Oishinbo is part of the Viz Signature line and should hopefully still be widely available at the time of writing this post.

My rating: 4 out of 5 stars

What’s great about this series is that it covers a subject matter which you don’t find very often in translated manga – its a book aimed at adults centering around food appreciation (Oshinbo basically means ‘gourmet’, I think).

However, rather than a recipe book or cooking guide, this series doesn’t attempt to teach you all that much about how to cook Japanese food, it’s actually more of a drama where food, cooking styles or equipment are at the centre of events.

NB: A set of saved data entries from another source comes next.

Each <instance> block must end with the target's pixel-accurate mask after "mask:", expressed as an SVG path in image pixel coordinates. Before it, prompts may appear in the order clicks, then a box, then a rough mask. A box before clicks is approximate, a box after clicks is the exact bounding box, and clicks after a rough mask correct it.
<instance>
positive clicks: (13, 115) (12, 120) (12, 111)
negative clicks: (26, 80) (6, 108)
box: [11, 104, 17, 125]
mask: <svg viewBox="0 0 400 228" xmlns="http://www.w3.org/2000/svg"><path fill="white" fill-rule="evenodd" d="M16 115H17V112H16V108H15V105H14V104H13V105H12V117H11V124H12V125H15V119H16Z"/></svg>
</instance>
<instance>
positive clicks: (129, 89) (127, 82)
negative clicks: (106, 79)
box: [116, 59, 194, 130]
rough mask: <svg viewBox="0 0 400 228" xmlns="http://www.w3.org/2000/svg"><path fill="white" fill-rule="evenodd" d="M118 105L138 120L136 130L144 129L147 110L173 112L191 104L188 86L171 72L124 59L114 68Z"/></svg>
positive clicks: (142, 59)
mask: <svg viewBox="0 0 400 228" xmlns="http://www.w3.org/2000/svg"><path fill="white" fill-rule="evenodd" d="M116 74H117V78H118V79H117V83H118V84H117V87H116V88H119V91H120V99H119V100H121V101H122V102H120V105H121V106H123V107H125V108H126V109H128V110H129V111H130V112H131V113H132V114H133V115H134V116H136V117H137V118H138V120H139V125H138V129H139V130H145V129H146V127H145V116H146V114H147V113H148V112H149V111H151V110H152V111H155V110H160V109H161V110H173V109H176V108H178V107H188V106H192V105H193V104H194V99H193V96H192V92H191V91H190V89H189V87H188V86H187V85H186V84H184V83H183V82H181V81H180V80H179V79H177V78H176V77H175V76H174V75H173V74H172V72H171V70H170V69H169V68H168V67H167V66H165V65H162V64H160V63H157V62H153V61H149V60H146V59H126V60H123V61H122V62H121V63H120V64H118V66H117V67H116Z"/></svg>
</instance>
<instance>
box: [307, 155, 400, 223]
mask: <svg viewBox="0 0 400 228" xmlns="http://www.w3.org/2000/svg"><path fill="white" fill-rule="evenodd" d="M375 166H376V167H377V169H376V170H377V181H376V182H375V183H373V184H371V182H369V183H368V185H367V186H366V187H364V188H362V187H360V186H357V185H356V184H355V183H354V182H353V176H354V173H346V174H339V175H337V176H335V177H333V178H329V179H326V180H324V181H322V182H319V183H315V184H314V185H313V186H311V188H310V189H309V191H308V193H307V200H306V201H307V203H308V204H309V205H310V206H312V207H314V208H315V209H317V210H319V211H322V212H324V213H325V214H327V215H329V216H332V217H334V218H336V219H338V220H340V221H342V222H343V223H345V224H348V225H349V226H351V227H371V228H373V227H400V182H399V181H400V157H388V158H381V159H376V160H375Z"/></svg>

What brings this down slightly, but was probably unavoidable by the publisher, is the lack of cohesion between the chapters and lack of character introduction at the beginning. The western release of this series has been culled from over 100 volumes of the comic in Japan (its very long running over there), so instead of just publishing the entire series from the beginning (which probably would have been impossible considering the relatively small market there is for a manga like this in English), they have cherry picked chapters based on certain foody themes.

In this volume its the basics of Japanese cuisine, such as dashi stock, knife skills, chopsticks and crockery. Next volume is all about Sake and other drinks, and so on.

In general this setup works pretty well, as most of the chapters the editors have chosen are standalone stories that finish up neatly. However, this setup does mean that the reader only has a some brief character outlines to read at the beginning, then they have to dive right into a chapter without story-based character introductions like you would get in other series. It feels as if you’ve picked up a series at volume 3 and are trying to get into it.

Even so, by half way through the book I had really started to enjoy the foody drama – there are some techniques that are so overly complicated that the mind boggles, and characters are amusingly overdone, with lines like “You don’t deserve to be a chef!!”

Additional: although these notes were written back when I had only read volume 1, I later read and enjoyed all of the rest of the volumes Viz brought out (7 in all).  In fact I enjoyed it more and more with each subsequent volume.